Evet, söylediğiniz üzere Biden’la birlikte Türkiye’de insan hakları, özgürlükler, demokratik kurumların çalışması yönünde bir çaba gösterileceği algısı yaratıldı. Biden yönetimi iki ülke arasındaki yapısal sorunların çözümüne yönelik herhangi bir adım atmadı. Zaten adım atsa da bir kongre engeliyle karşılaşacağını bildiği için Biden da bu sahayı riskli gördü. Bunun Türkiye’nin iç politikasına müdahale anlamında yorumlanmakta olduğunu da görerek özellikle bu yaklaşımdan uzak durdu. Ancak şunu da söylemek gerekiyor ki Biden yönetimi de Türkiye’de yaklaşan seçimlerle ilgili sürecin ne şekilde sona ereceğine odaklanmış durumda. Belki de Erdoğan’la diyalog kurmak ya da Erdoğan’a destek anlamına gelecek açılımlar yerine Türkiye’de iktidarın değişmesiyle birçok sorunun kendiliğinden çözüleceğini düşündü. Ancak şunu net olarak söyleyebiliriz ki Türk Amerikan ilişkilerinde S-400’lerin yarattığı tahribat çok büyük. Türkiye’nin F-35 projesinden çıkartılması, ‘Ermeni Soykırımı’nın tanınmasına yönelik karar ve yılan hikâyesine dönen Halkbank davası bunun bir göstergesi. Türkiyenin Karadeniz'deki NATO hareketliliğine destek vermesi, Ukraynayla ilgili olarak tıpkı ABD gibi yüksek perdeden konuşması da ilişkileri yumuşatmaya yetmedi. ABD-Türkiye ilişkilerinde Türkiye’de yönetim değişmeden kolay kolay iyileşme olacağını düşünmüyorum.

►Türkiye’nin Rusya’yı ABD’ye karşı bir dengeleme aracı olarak kullandığını görüyorduk. Ancak, ABD ile yapılan son görüşmeden sonra Rusya’yla da ilişkilerin gerildiği bir döneme girildi. İki ülkenin 2021 yılındaki ilişkileri nasıldı?

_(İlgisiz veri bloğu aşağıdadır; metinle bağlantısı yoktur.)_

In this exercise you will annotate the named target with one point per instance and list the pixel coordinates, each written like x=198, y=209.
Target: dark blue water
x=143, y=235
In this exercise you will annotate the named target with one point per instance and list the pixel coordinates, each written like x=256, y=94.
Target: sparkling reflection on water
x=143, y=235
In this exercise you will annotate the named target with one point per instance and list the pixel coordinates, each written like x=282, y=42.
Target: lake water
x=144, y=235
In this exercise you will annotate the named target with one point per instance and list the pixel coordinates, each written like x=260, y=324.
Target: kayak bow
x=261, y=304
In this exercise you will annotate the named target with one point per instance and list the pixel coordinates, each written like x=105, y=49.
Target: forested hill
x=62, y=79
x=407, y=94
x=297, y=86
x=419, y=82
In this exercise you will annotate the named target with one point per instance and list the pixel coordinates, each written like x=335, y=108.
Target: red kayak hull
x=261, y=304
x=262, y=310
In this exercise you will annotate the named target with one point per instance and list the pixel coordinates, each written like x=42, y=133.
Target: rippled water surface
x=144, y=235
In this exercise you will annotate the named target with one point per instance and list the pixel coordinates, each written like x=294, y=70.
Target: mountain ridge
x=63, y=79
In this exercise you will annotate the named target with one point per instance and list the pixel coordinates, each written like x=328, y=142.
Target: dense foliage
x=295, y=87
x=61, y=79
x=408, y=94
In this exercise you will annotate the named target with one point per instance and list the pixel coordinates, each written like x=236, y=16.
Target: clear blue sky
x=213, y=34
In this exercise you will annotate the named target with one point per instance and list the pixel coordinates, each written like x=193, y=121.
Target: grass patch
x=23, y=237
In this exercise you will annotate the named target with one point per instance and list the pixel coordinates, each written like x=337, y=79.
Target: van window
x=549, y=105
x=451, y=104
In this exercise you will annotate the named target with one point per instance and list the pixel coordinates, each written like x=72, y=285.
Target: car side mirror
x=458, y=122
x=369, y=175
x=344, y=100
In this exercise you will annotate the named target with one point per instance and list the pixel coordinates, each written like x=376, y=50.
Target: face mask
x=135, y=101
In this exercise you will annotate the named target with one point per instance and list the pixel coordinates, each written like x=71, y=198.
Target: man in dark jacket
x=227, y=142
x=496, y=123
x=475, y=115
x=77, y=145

Rusya’yla Türkiye arasındaki ilişkiler özellikle S-400 alımından sonra Mavi Akım Anlaşması, Akkuyu Nükleer Santralı gibi çok devasa enerji projelerinden sonra iyi bir düzlemde gitmesi bekleniyordu. Planlama koordinasyon toplantısına Türkiye, 2021 yılında ikinci parti S-400’leri alacağını açıklayarak girdi. Zaten 2021 Dağlık Karabağ Savaşı’nda iki ülke arasında bir anlayış birliğiyle yakınlaşma vardı. Ancak Türkiye’nin birdenbire Ukrayna konusunda oldukça şahin bir politika izlemeye başladı ve Ukrayna’ya İHA ve SİHA satarak Ukrayna’daki iç savaşa taraf olma yönünde adım attığını gördük. Tabii Suriye’de geçmiş yıldan kalan bakiye, İdlib sorununun çözümünde de benzeri bir sürecin devam etmesi, orada da verilen sözlerin yerine getirilememesi Ukrayna olayının üzerine tuz biber ekti. 2021 Mart, nisan aylarında tam da turizm sezonu açılacakken taraflar arasında çok sert açıklamalar yapıldı. Türkiye defalarca Kırım İhlakı'nın kabul edilemezliğinden bahsetti. Özellikle Donbass’taki çatışmalarda Ukrayna’ya verdiği destek Rusya’yı rahatsız etti ve Türkiye'nin etnik sorunlarıyla ilgilenmek durumunda kalabileceklerini dahi belirttiler. Yaz aylarında Çavuşoğlu, Türkiye Kırım Kongresi'ne katıldı. Sonrasında birdenbire Dışişleri Bakanı'nın bile katılmadığı baş başa bir görüşme yapıldı. Bu diplomatik geleneklere aykırı bir şekilde, sıra Putin'de ve Rusya'da olduğu halde Erdoğanın Soçiye gitmesiyle gerçekleşti. Rus basınından konunun ağırlıklı olarak Ukrayna üzerinde cereyan ettiğini öğrendik. Zaten akabinde de iki ülke ilişkilerinde olumlu bir gelişme, olumlu bir trend yakalanamadı. Dolayısıyla bizim dış politikada U dönüşü yaparak birçok ülkeyle barış sürecine girmemiz ne yazık ki Rusya’yla ilişkilerde ters bir etki yarattı.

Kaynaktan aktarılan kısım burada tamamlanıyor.